Merit Review Criterion:  Broader Impacts

All proposals submitted to the National Science Foundation are evaluated through use of two National Science Board approved merit review criteria.  The two merit review criteria are 1) What is the intellectual merit of the proposed activity? and 2) What are the broader impacts of the proposed activity?  Proposals that do not separately address both merit review criteria within the Project Summary and Project Description will be returned without review.

Guidance regarding the merit review criterion of broader impacts and examples illustrating activities likely to demonstrate broader impacts are available in Chapter III of the Grant Proposal Guide section of the Proposal and Award Policies and Procedures (PAPP) Guide, http://www.nsf.gov/publications/pub_summ.jsp?ods_key=papp.

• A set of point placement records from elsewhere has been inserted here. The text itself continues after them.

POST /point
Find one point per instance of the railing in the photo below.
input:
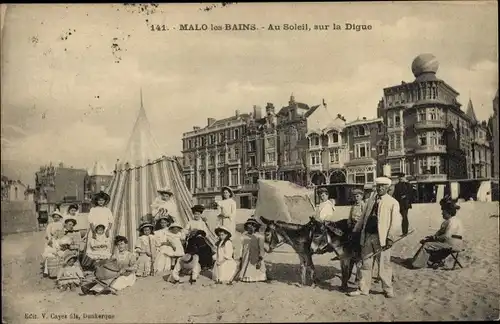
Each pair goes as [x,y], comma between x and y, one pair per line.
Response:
[316,167]
[423,124]
[431,149]
[251,187]
[432,177]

In addition to the guidelines and examples provided by the PAPP Guide, below is a list of examples demonstrating how the chemistry community has addressed the merit review criterion of broader impacts:

  • Offering national or international summer research or outreach programs for middle and high school students, high school teachers, or undergraduate students including many from underrepresented groups.
  • Organizing national and international workshops or symposia for faculty or students.
  • Training and mentoring students to be future professionals.
  • Strengthening the chemical workforce through curriculum development.
  • Implementing strategies to increase the number of women and minority chemists in tenured academic positions in research universities.
  • Updating curriculum by writing texts or developing new classroom instructional materials and laboratory experiments.
  • Introducing students to authentic research experiences in the first- and second-year chemistry laboratory curriculum.
  • Working with science centers to disseminate their research and educational activities to a broad audience via exhibits, outreach programs, activities or events.
  • Mentoring junior faculty.
  • Serving as a journal editor or peer reviewer for grants and publications.
  • Preparing new compounds, materials, techniques or devices of industrial, medical, environmental, or computational significance.
  • Identifying more effective ways to use existing energy resources.  Discovering new or renewable energy sources.
  • Developing new sensors, technology or instrumentation for national security.
  • Forming start-up companies for manufacturing or distributing new products or technologies.
  • Writing scholarly review articles for peer reviewed journals or less technical articles for the public.
  • Participating in interdisciplinary research or educational activities.
  • Contributing to cyber-enabled chemistry activities such as participating with or establishing a team of researchers who can assemble distributed expertise and resources in a virtual lab to target chemical research and education priorities.
  • Collaborating with industrial or government colleagues.
  • Establishing international research collaborations.
  • Assisting journalists with their articles and press releases on technical topics.
  • Developing new art forms for communicating science to wider audiences.
  • Designing new routes to commodity or fine chemicals.
  • Designing safer laboratory procedures or environmentally benign processes.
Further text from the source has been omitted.